A Diodati l’assessore Porcaro ha poi donato una targa, ricordando che “il lavoro di organizzazione portato avanti dall’amministrazione comunale di Pescara in realtà si è spinto oltre, affondando le radici nella ricerca: con l’Archivio storico, infatti – ha detto l’assessore Porcaro –stiamo realizzando un lavoro di ricerca archivistica e storica relativa alla Comunità ebraica che viveva a Pescara e che con i famosi treni della disperazione partirono da Pescara verso i campi di concentramento. Primo obiettivo dell’iniziativa documentaristica è quello di individuare, trovandone traccia scritta, la stazione ferroviaria da cui vennero fatti partire gli ebrei, se la stazione di Pescara centrale o di Porta Nuova, e in quel luogo la nostra amministrazione andrà a installare una lapide, o un monumento, per lasciare un segno visibile e tangibile del passaggio e dell’evento tragico”.
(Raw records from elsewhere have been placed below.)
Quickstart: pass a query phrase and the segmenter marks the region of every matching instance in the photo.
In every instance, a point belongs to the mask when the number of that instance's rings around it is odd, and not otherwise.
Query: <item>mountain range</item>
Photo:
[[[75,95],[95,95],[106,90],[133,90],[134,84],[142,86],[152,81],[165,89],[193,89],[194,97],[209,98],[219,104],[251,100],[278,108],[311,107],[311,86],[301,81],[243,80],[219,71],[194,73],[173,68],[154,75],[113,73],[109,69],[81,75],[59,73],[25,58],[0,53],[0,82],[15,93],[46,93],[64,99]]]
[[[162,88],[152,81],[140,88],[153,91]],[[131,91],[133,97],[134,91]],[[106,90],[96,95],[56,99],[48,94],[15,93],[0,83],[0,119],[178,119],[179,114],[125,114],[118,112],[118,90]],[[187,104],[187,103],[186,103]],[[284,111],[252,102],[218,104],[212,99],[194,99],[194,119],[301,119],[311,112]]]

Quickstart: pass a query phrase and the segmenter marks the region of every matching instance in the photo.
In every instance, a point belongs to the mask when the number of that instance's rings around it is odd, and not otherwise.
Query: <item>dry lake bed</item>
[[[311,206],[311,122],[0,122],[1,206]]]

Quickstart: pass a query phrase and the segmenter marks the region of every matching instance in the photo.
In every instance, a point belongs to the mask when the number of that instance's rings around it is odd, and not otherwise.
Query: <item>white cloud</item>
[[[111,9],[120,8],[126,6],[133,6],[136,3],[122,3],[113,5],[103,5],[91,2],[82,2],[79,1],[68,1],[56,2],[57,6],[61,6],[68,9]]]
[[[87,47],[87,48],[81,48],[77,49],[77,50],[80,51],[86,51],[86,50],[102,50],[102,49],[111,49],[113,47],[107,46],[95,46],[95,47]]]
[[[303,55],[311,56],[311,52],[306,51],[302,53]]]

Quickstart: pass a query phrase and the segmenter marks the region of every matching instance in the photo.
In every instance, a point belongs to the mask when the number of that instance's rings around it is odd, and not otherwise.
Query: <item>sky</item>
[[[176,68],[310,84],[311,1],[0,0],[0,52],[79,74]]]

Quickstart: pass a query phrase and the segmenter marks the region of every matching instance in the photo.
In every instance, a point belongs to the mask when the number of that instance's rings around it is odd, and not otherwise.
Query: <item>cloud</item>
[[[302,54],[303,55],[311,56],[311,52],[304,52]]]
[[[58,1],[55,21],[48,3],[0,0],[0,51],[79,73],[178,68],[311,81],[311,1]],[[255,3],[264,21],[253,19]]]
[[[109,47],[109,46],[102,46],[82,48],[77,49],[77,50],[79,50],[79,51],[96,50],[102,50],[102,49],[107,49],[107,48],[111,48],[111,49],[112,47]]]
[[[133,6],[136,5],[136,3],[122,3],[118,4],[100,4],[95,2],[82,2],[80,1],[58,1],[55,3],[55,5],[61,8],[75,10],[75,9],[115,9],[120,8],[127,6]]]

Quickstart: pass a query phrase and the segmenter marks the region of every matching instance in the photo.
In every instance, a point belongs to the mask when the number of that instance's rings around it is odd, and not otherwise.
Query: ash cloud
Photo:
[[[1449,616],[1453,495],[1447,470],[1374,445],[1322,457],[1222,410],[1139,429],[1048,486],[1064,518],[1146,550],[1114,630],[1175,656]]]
“L’Archivio di Stato – ha spiegato il Direttore De Berardinis – conserva istituzionalmente i documenti storici sulla Shoah e le notizie inerenti l’applicazione delle leggi razziali derivano solitamente dagli Uffici periferici del Ministero degli Interni, ossia Questura e Prefettura. Ora stiamo facendo degli approfondimenti su come le leggi razziali furono applicate e qual è stata poi la vita e la presenza degli ebrei a Pescara e nella provincia. Questi sono aspetti meno conosciuti, perché mentre la vicenda dei vagoni e dei treni della morte hanno avuto ampia risonanza, la vicenda degli internati è meno nota. Una parte degli ebrei era infatti internata in località di montagna, in isolamento, dove però proprio quegli ebrei portarono economia alla popolazione interna, perché gli internati ricevevano comunque un sussidio per pagarsi vitto e alloggio e con quelle somme andarono a movimentare l’economia locale. L’obiettivo del regime, che era quello di isolare gli ebrei, di impedire i rapporti con la comunità, fallì miseramente perché gli ebrei riuscirono a intessere rapporti. Alcuni erano medici ed esercitavano la professione, nonostante il parere negativo del regime. L’idea è di raccogliere tutti gli eventi tra i documenti dell’Archivio”.